The information they need is free. The rent is cheap. At the undergrad and masters degree levels, the talent is undeniably there. One minor challenge is finding mentorship for all the deserving students perhaps the formidable challenge will be holding on to some of that talent once it is cultivated and tempted by lucrative opportunities abroad.

Seeing small research groups take root without extensive infrastructure and without massive flows of capital, I’m both confident and relieved that AI research has not transitioned into a phase of Big Science. The science itself benefits from the large diverse community feeding – and so do aspiring researchers in countries around the world that couldn’t possibly provide the infrastructure for, say, a world-class particle accelerator, or the Human Genome Project.

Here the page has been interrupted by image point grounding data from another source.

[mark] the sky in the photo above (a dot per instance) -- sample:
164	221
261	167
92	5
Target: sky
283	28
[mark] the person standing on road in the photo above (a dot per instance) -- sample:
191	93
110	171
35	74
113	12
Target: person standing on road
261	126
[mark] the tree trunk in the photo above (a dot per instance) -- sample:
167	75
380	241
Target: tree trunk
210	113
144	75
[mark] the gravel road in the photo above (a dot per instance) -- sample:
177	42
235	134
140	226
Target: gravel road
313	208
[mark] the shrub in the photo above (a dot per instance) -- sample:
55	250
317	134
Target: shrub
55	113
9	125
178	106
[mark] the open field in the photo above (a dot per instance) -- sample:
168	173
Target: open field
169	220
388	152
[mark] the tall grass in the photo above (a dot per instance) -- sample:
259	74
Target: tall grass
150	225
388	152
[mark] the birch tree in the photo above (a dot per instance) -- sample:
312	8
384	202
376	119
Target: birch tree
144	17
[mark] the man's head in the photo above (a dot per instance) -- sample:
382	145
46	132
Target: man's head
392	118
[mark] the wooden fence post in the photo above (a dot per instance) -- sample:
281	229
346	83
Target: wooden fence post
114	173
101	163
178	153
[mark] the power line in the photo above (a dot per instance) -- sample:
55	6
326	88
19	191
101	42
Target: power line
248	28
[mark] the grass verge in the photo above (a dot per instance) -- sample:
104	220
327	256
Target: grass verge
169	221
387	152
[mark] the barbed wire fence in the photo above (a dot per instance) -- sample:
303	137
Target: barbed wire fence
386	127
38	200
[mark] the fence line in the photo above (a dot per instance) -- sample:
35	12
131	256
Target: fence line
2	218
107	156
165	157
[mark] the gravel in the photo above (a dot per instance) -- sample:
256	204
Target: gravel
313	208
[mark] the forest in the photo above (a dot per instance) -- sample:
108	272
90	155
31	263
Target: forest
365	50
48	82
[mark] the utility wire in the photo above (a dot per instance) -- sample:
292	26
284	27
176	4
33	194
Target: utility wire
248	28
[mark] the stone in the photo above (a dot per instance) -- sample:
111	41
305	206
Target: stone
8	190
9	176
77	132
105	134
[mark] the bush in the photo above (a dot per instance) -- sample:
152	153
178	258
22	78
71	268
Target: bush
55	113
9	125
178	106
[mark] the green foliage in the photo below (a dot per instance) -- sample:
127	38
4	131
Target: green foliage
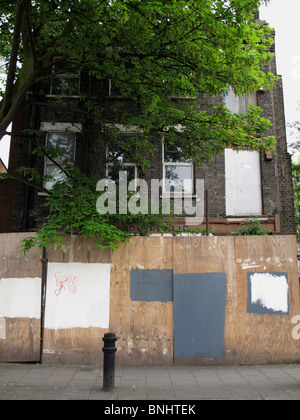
252	227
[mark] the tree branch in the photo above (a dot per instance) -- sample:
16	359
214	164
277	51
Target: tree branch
13	56
25	181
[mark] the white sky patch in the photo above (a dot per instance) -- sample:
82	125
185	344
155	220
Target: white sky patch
271	291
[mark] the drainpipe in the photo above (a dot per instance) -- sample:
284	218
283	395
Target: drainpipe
28	189
43	298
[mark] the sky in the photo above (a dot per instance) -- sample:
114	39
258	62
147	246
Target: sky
283	16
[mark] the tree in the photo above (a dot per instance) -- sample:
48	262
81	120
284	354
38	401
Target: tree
165	56
295	146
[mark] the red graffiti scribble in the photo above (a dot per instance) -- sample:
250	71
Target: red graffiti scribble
65	283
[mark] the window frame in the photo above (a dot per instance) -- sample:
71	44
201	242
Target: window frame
166	163
58	128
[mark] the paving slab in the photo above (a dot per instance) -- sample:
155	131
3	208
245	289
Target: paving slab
172	384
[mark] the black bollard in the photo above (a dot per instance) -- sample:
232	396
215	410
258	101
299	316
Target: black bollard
109	350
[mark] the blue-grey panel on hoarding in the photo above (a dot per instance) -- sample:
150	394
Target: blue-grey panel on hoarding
199	315
151	285
268	293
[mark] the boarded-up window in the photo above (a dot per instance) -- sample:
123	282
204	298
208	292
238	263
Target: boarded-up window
243	183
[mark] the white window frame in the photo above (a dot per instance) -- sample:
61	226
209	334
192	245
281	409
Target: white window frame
58	128
124	131
176	193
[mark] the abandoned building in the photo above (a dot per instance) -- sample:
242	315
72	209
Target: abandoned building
239	184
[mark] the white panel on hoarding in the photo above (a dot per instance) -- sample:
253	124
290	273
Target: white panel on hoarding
77	295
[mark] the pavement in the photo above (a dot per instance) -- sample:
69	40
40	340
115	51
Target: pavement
168	383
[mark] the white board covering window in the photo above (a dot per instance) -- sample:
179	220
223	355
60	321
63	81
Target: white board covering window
243	183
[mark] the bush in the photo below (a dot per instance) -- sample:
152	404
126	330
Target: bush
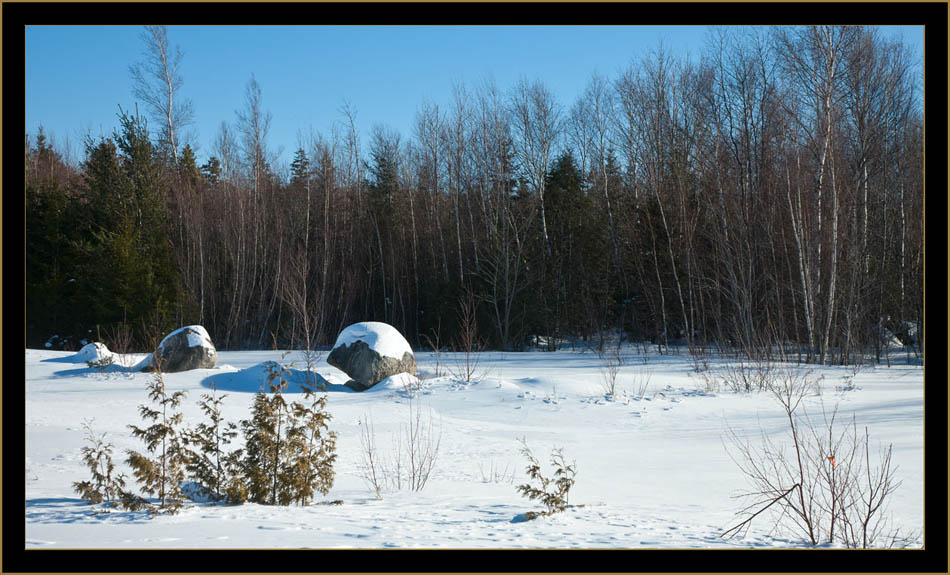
553	491
97	455
822	485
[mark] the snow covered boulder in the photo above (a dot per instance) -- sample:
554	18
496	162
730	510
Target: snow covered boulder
93	353
369	352
189	347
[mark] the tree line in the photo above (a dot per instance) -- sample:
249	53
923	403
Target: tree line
766	195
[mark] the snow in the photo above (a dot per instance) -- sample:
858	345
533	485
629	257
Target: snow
382	338
92	352
197	336
653	471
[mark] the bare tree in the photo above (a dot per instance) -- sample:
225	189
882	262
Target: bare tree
157	82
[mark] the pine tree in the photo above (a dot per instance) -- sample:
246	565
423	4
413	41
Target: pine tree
313	448
162	476
265	456
106	485
212	467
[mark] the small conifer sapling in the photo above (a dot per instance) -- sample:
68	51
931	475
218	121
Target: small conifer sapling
163	475
105	485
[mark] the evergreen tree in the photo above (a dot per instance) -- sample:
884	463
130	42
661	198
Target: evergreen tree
106	485
126	268
163	475
211	170
313	448
299	169
266	449
213	468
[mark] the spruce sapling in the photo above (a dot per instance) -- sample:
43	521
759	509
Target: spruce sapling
553	491
208	463
164	475
314	448
266	451
97	455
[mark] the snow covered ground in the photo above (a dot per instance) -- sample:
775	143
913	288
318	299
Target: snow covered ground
652	471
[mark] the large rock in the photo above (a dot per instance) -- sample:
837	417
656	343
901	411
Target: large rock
369	352
185	348
93	353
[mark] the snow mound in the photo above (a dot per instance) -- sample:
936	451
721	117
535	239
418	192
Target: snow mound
255	378
382	338
92	352
398	382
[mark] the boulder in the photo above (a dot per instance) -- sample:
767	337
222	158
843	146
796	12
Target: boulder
369	352
93	353
186	348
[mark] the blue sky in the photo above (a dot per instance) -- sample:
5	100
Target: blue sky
78	76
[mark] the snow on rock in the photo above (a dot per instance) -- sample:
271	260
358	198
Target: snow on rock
399	382
197	336
382	338
369	352
92	352
186	348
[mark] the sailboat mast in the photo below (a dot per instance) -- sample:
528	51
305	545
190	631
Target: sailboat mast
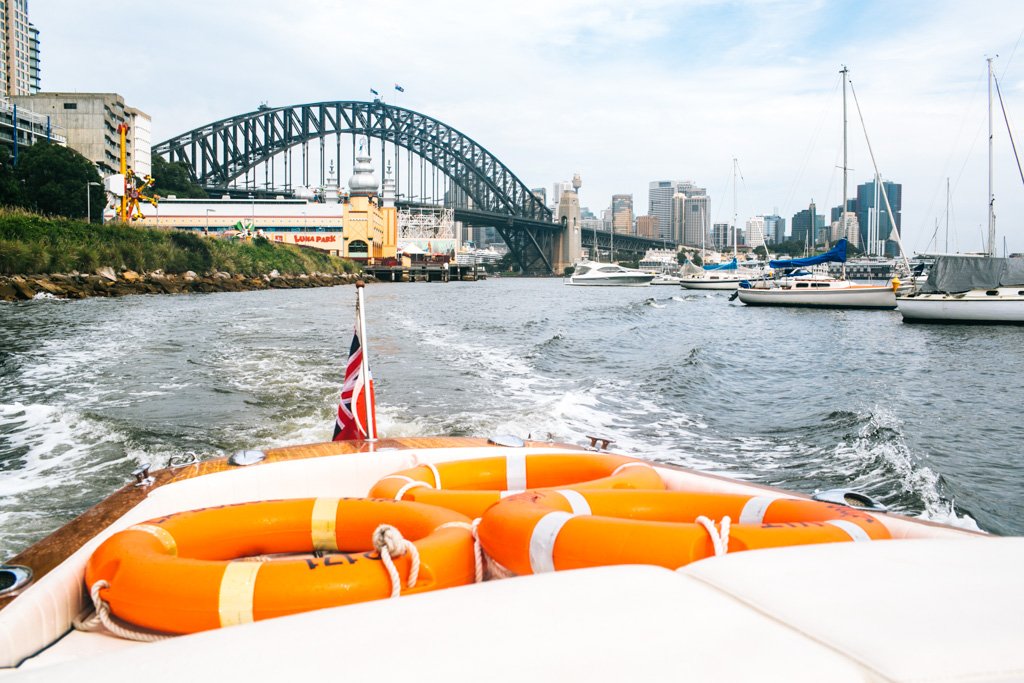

On my last day in Armenia, David Kale and I visited the TUMO Center. Launched by Lebanese Armenians, Sam and Sylva Simonian, the center inhabits an architecturally marvelous home on the outskirts of Yerevan and houses 1000s of students. The students follow bespoke software-driven curricula in TUMObiles – mobile iMac-equipped carts powered through the ceiling, attend workshops, and participate in classes with local teachers and visiting scholars in curated Learning Labs. Even with students aged 12-18, TUMO’s curators already seemed keen to familiarize them with machine learning.

Students follow bespoke curriculum in their Tumobiles at the Tumo Center in Yerevan. Thousands of students participate in Tumo’s after-school curricula.

Over the next years, Yerevan’s high-tech educational initiatives and undergraduate universities will churn out thousands of promising students. And as science grows more decentralized, and organizations like FAST and TUMO step up investment in science education, these students may have footing to compete in a global machine learning research ecosystem. Perhaps, with few signs of a thawing in the San Francisco, Seattle, New York, or London real estate markets, they may even have an advantage.